Always ask for feedback on your ideas and on your writing. Comments and suggestions will help you improve your ideas and your writing. Whatever you have thought out or written, it will never be perfect the first time. This is not a failure. Even the best researchers and most brilliant minds and writers have numerous versions of their works. Everyone in academia I know has documents titled ‘final.doc’, ‘final_revised.doc’ and ‘final_rerevised.doc’ and files with extensions _v023 in their folders. Rewriting is not a sign of failure – in contrast, giving your draft to somebody else is a practice of good scholarship. Someone who does not respond well to criticism does not belong in academia.
Ask someone who is prepared to give you an honest opinion on your work. You cannot improve your work if you only get compliments and qualifications like ‘well done’. Also ask for actionable advice. Constructive feedback is more than highlighting paragraphs and adding comments such as ‘unclear’ or ‘?’.
When you ask your supervisor for help, don't say "I do not understand this" or “I do not know what to do”. Instead, explain your understanding and describe what you think you should do next, and ask what your supervisor thinks about it. Usually when you feel you are stuck you have multiple possibilities in your mind, and are just not sure which one is correct. In my experience, however, in most cases your intuition is correct, and your supervisor will confirm your hunch.

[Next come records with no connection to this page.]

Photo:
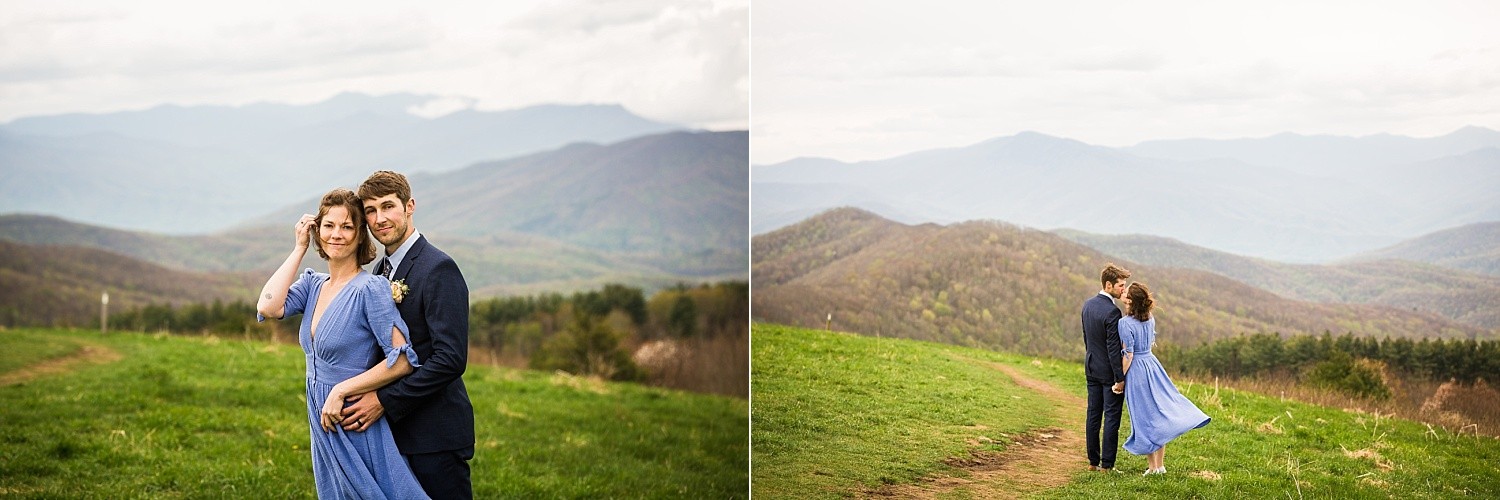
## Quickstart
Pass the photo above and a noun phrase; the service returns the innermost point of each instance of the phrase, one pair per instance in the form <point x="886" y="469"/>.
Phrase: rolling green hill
<point x="840" y="415"/>
<point x="203" y="418"/>
<point x="495" y="265"/>
<point x="1404" y="284"/>
<point x="1005" y="287"/>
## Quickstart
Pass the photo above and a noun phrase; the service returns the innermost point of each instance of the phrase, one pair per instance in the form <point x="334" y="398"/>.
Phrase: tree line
<point x="1349" y="364"/>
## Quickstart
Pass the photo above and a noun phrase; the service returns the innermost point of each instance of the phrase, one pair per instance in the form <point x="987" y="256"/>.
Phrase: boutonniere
<point x="398" y="290"/>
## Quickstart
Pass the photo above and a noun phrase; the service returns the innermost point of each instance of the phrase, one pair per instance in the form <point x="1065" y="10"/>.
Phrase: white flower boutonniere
<point x="398" y="290"/>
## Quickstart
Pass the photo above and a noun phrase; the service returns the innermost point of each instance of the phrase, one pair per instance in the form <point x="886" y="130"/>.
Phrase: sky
<point x="674" y="60"/>
<point x="858" y="80"/>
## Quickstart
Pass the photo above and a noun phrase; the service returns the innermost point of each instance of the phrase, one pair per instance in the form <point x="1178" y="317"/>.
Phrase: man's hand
<point x="365" y="410"/>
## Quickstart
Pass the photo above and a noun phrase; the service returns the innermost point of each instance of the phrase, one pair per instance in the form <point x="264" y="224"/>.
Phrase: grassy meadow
<point x="839" y="415"/>
<point x="179" y="416"/>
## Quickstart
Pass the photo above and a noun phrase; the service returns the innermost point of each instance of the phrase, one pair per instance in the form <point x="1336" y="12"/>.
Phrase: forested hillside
<point x="1391" y="281"/>
<point x="999" y="286"/>
<point x="1473" y="248"/>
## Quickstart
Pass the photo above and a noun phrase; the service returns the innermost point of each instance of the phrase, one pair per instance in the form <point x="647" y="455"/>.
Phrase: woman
<point x="1158" y="413"/>
<point x="348" y="325"/>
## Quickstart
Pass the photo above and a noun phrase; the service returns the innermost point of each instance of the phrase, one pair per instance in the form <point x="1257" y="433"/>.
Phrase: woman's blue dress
<point x="1158" y="413"/>
<point x="353" y="335"/>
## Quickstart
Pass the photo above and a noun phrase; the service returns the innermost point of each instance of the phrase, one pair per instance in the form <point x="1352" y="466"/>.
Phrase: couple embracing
<point x="1122" y="371"/>
<point x="386" y="403"/>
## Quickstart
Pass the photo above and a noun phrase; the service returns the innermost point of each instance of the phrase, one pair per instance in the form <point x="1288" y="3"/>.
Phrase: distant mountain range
<point x="1389" y="281"/>
<point x="1286" y="197"/>
<point x="647" y="212"/>
<point x="195" y="170"/>
<point x="62" y="286"/>
<point x="999" y="286"/>
<point x="1473" y="248"/>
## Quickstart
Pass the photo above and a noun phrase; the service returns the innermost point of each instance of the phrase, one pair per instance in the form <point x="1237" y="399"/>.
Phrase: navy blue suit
<point x="429" y="410"/>
<point x="1103" y="367"/>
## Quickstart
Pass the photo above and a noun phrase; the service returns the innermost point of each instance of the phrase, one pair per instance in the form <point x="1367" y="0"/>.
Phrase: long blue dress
<point x="1158" y="413"/>
<point x="353" y="335"/>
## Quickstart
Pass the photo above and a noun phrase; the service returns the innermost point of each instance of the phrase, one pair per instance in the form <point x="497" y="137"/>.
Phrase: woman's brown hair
<point x="365" y="249"/>
<point x="1139" y="301"/>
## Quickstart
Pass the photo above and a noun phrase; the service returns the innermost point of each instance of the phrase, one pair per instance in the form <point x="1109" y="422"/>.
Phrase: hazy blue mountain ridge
<point x="194" y="170"/>
<point x="1280" y="212"/>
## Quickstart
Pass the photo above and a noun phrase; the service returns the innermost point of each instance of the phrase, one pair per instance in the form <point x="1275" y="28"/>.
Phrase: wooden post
<point x="104" y="313"/>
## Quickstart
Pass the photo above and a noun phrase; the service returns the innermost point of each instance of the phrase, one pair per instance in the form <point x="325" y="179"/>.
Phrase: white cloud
<point x="675" y="60"/>
<point x="861" y="80"/>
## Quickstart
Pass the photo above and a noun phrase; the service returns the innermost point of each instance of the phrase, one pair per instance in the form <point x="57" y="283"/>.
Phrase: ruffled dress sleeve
<point x="296" y="296"/>
<point x="1127" y="329"/>
<point x="380" y="311"/>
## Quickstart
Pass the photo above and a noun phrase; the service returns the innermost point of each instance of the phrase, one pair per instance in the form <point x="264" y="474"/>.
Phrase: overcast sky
<point x="674" y="60"/>
<point x="863" y="80"/>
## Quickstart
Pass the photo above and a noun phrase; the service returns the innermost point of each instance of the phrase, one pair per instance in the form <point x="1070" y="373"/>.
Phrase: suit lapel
<point x="411" y="257"/>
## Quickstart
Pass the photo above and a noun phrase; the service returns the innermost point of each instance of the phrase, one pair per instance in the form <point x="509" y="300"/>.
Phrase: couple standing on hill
<point x="386" y="352"/>
<point x="1121" y="368"/>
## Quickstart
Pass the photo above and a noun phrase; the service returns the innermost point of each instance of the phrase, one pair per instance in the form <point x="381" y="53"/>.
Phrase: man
<point x="1103" y="368"/>
<point x="428" y="410"/>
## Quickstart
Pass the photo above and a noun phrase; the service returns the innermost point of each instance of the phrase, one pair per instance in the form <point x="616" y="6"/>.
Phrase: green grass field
<point x="836" y="415"/>
<point x="179" y="418"/>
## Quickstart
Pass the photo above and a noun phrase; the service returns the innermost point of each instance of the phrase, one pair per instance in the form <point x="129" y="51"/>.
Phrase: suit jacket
<point x="429" y="409"/>
<point x="1101" y="341"/>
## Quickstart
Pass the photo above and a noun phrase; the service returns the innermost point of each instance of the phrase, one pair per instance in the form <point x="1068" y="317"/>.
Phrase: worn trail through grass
<point x="86" y="355"/>
<point x="1034" y="461"/>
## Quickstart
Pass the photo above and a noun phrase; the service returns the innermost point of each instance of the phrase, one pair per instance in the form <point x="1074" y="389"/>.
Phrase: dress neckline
<point x="314" y="317"/>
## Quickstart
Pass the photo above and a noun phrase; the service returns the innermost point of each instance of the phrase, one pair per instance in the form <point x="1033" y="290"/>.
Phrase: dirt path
<point x="87" y="355"/>
<point x="1034" y="461"/>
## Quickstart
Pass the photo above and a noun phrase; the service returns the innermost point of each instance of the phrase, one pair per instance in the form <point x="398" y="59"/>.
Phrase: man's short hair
<point x="383" y="183"/>
<point x="1109" y="277"/>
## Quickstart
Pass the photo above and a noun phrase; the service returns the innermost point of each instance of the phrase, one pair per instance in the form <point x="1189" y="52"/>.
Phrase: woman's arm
<point x="372" y="379"/>
<point x="273" y="296"/>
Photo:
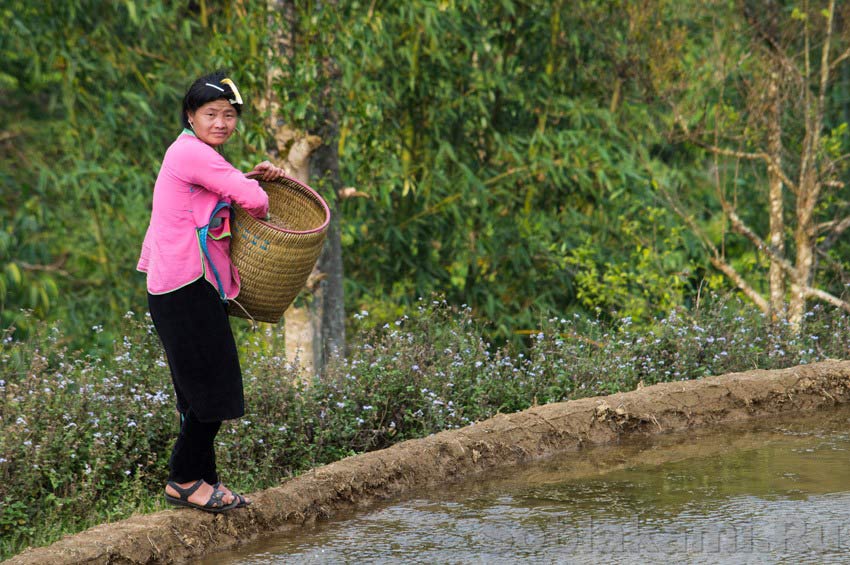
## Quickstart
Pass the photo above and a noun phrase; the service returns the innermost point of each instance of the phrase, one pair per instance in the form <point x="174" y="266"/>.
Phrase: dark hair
<point x="201" y="92"/>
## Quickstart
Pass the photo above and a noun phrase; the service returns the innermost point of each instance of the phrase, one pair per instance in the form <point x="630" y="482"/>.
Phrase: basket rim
<point x="315" y="194"/>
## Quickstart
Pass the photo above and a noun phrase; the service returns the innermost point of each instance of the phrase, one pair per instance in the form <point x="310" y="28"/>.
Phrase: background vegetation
<point x="518" y="155"/>
<point x="576" y="174"/>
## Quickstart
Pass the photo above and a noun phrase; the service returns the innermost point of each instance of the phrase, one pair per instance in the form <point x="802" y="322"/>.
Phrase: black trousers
<point x="193" y="456"/>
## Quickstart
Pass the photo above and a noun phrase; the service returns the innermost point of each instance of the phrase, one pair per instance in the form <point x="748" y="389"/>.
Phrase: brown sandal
<point x="214" y="504"/>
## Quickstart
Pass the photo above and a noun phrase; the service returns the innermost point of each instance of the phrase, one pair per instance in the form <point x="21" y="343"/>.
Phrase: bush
<point x="86" y="439"/>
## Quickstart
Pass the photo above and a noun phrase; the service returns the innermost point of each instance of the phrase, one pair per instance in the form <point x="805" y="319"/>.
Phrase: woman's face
<point x="214" y="122"/>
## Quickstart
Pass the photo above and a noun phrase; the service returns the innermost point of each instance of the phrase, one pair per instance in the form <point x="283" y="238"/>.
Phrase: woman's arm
<point x="206" y="167"/>
<point x="266" y="171"/>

The earlier you ask for feedback, the more helpful it will be to you. I say this because it is my experience that some students would rather present a near-final text than a very rough draft. This causes students to delay asking for feedback, while the only changes that they made in the most recent revisions were stylistic additions that did not improve the contents but merely the lay-out. If you delay asking for feedback, you will only reduce the time you have left to do anything with the feedback once you receive it.